I’m not sure when that started. Part of me admires her situational awareness of knowing if she’s about to walk into a shitstorm. Part of me simply likes responding “BAD” just to see her sheepish expression when she finally shows up.

A series of thumps, crashes, bangs, and I’m pretty sure at least one shatter erupted from our stairs. Old man moment #1: “Is the child incapable of simply walking around the house without sounding like a stampede?”

Finally arriving and seemingly in one piece, Meg looks up from her iPad.

“Ok, so you said you want this backpack?”
“No, I can’t get that one!”
“Why not?”

I brace myself, knowing that there was absolutely no answer here that wasn’t going to make me roll my eyes.

“It doesn’t have wheels.”


“… and I have to walk all the way from the bus to Mickle this year, so I need wheels because carrying my backpack hurts.”

Spoiler alert: it’s about 1/10th of a mile.

“YOU DON’T EVEN HAVE TEXTBOOKS YET”, my internal voice shouts.
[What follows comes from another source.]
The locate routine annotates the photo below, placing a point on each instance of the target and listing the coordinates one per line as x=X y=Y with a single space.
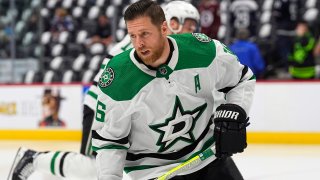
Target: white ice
x=258 y=162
Externally, I was smart enough not to engage the conversation. Also, this marks Old Man Moment #2. I’m sure I’ll have a number of “Back in my day, we didn’t have the Internet…” conversations, but for now, I was surprised to find myself more in the “… uphill, both ways…” camp of old man bitching.

I did see this one coming though. On the few occasions where the weather is between 71 and 73 degrees and not too sunny but not too humid, I actually emerge from my comfortably climate-controlled office to walk to the bus stop. So I’ve seen the parade of 9 year olds emerge from the bus, pulling their backpacks for the whopping 50 yard walk to their respective houses.

“Ok, how about this one? We can get the matching lunchbox and backpack, but there isn’t a matching water bottle.”

I guess that explains why they need wheels, because in addition to the single folder she has to carry in her backpack, she’s also burdened by a water bottle. Oh, and a small tube of hand sanitizer, because apparently that’s a thing for 2nd graders now.

I glanced up at our cabinet of roughly 50 different water bottles and contemplated forgoing the hot water entirely and simply chewing the coffee grounds on my way back up to my office.

“Ughhhh, ok.”

The eye rolling started a few months ago. I don’t know why I thought I’d make it to her teenage years before having to deal with that. It does give me a nice preview for when the teenage attitude really kicks in, so I suppose I should be happy that I’m getting a bit of an attitude preseason to warm up with.

“Do you want your name written in white or ivory?”
“Um, mommy?”
“Why did daddy just run out of the kitchen screaming?”